Saksi Sebut BPS Tak Berwenang Menyimpulkan Inflasi Minyak Goreng, Itu Urusan Pemerintah
“Kami tidak pernah judge inflasi kita kecil atau rendah. Kalau ada yang bilang inflasi kecil, itu bukan dari kami,” kata dia.
Sementara itu, penasihat hukum Komisaris Wilmar Nabati Master Parulian Tumanggor, Juniver Girsang mengatakan kesaksian pertama dari pasar menyebutkan mulai November harga minyak goreng sudah mencapai Rp 17.600 dan BPS juga membenarkan.
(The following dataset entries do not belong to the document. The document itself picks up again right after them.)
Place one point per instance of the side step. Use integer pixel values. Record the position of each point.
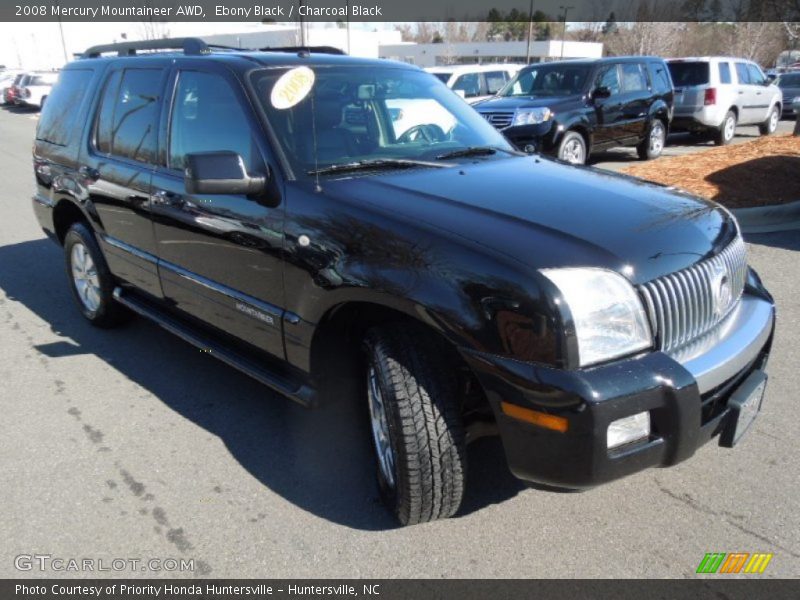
(303, 394)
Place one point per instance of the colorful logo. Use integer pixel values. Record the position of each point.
(735, 562)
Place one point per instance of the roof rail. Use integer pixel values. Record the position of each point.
(315, 49)
(190, 46)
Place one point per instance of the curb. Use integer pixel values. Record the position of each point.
(768, 219)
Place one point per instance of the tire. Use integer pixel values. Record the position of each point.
(653, 145)
(572, 148)
(416, 426)
(727, 130)
(769, 126)
(90, 281)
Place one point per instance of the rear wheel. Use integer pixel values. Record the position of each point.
(769, 126)
(727, 130)
(90, 280)
(572, 148)
(415, 421)
(653, 145)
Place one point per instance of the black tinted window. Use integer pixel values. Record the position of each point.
(724, 73)
(127, 123)
(633, 79)
(207, 117)
(689, 73)
(61, 108)
(495, 80)
(660, 76)
(741, 73)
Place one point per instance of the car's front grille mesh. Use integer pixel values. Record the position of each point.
(500, 119)
(688, 303)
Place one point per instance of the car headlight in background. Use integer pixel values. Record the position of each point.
(608, 315)
(531, 116)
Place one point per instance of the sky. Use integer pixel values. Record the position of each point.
(38, 45)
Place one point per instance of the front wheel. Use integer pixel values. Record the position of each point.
(90, 280)
(416, 424)
(769, 126)
(572, 148)
(653, 145)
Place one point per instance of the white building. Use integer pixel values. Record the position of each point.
(433, 55)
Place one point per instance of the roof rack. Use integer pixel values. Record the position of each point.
(315, 49)
(190, 46)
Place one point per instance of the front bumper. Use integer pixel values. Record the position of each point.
(686, 394)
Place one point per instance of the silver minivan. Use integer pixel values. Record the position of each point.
(715, 94)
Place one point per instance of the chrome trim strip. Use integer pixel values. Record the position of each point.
(722, 353)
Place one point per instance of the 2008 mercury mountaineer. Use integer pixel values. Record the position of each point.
(299, 212)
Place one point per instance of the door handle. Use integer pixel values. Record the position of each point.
(167, 198)
(89, 173)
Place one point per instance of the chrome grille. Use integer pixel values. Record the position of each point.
(500, 119)
(686, 304)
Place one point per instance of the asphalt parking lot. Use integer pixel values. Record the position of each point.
(132, 444)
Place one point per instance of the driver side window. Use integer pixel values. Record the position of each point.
(609, 78)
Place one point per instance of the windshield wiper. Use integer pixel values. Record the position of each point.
(376, 163)
(474, 151)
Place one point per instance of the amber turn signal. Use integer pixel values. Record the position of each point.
(535, 417)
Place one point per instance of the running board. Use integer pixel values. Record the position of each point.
(300, 393)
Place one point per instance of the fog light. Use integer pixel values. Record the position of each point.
(629, 429)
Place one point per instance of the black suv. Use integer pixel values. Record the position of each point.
(573, 108)
(294, 214)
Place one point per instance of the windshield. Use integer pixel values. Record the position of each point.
(349, 114)
(548, 80)
(790, 80)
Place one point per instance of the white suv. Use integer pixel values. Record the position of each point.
(715, 94)
(475, 82)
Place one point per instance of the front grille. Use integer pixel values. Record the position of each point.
(688, 303)
(500, 119)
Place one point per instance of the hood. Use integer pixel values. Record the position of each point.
(514, 102)
(546, 214)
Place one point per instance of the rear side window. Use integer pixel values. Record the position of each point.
(741, 73)
(207, 117)
(659, 74)
(633, 78)
(127, 122)
(724, 73)
(61, 108)
(495, 80)
(689, 73)
(469, 83)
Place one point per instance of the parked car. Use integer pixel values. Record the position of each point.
(714, 94)
(475, 82)
(10, 93)
(35, 89)
(789, 84)
(573, 108)
(600, 324)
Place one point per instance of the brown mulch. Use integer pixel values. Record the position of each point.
(763, 172)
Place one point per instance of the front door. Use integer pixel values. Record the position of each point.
(219, 254)
(117, 166)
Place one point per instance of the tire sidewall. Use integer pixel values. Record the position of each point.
(569, 135)
(79, 233)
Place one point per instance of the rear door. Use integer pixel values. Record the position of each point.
(636, 99)
(609, 113)
(118, 167)
(220, 255)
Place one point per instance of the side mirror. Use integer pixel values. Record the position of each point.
(220, 173)
(601, 92)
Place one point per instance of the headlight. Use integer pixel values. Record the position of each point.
(608, 316)
(531, 116)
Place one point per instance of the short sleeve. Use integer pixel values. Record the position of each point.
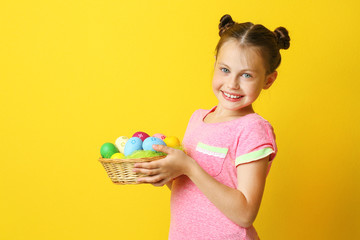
(256, 141)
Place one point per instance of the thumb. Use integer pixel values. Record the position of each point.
(162, 148)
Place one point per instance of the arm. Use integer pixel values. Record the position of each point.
(239, 205)
(169, 184)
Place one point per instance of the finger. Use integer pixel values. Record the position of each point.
(147, 165)
(150, 179)
(160, 183)
(162, 148)
(145, 171)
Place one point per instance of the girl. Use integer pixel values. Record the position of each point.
(217, 187)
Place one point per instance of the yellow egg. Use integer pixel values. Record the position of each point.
(117, 156)
(172, 141)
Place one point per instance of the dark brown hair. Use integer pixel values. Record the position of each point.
(248, 34)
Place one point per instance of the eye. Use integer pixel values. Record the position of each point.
(246, 75)
(224, 70)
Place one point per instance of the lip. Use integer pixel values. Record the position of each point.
(232, 99)
(234, 94)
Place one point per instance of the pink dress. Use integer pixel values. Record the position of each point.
(218, 148)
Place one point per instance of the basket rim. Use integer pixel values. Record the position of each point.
(148, 159)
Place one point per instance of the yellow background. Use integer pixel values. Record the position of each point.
(77, 74)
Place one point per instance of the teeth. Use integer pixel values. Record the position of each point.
(231, 96)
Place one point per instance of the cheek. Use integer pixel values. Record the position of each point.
(216, 84)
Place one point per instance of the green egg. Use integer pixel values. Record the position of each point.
(108, 149)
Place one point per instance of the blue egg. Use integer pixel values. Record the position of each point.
(148, 142)
(132, 145)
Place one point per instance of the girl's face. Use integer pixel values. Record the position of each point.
(239, 77)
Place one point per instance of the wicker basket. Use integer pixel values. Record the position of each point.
(120, 170)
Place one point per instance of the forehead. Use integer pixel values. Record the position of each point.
(234, 54)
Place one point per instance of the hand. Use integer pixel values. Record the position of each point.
(161, 171)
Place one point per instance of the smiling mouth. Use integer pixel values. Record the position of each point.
(231, 95)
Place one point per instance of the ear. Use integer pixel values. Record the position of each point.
(270, 79)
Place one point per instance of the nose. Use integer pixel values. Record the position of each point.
(233, 83)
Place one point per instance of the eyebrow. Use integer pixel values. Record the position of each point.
(252, 70)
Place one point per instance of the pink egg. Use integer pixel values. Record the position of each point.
(159, 135)
(141, 135)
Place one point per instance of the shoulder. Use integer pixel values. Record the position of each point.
(256, 123)
(198, 113)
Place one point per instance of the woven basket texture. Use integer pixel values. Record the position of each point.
(120, 170)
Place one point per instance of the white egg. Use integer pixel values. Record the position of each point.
(120, 143)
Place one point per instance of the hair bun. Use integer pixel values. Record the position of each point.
(282, 36)
(226, 22)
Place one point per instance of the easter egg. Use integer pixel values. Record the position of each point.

“Kenyataannya saat itu tidak langka, namun begitu ditetapkan pemerintah dengan Permendag 6 tahun 2022 HET, langsung minyak goreng langka. Karena apa? Di masyarakat mulai terjadi penimbunan untuk mencari keuntungan dan spekulan-spekulan. Kemudian pada Maret, HET dicabut, Permendag Nomor 6 dicabut, langsung membanjiri pasar,” ujarnya.
Menurut Juniver dapat disimpulkan kelangkaan itu adalah karena pemerintah menetapkan harga eceran tertinggi.
“Jadi, karena kebijakan, bukan karena produsen yang melakukan ekspor berlebihan. Saksi dari PT POS juga tidak menyebut ada kerugian negara, saksi itu bilang BLT itu program pemerintah untuk sembako, termasuk salah satunya migor. Program itu ditetapkan Mensos dalam DIPA sejak 2021,” kata Juniver.
Juniver menyebut tidak ada kerugian negara yang terjadi, karena kebijakan itu adalah kewajiban pemerintah untuk menanggulangi permasalahan di masyarakat.
Juniver juga menanggapi kesaksian BPS yang mengklarifikasi minyak goreng menyebabkan inflasi.
“Padahal mulai Januari sampai Maret, inflasi itu malah signifikan dan tidak mengganggu perekonomian dan sehat. Jaksa bilang terganggu, ternyata data BPS hanya 0,19 persen, seharusnya 1,29 berarti, kan, digitnya di bawah. Malah harga komoditas lain yang membuat situasi tidak normal,” kata dia.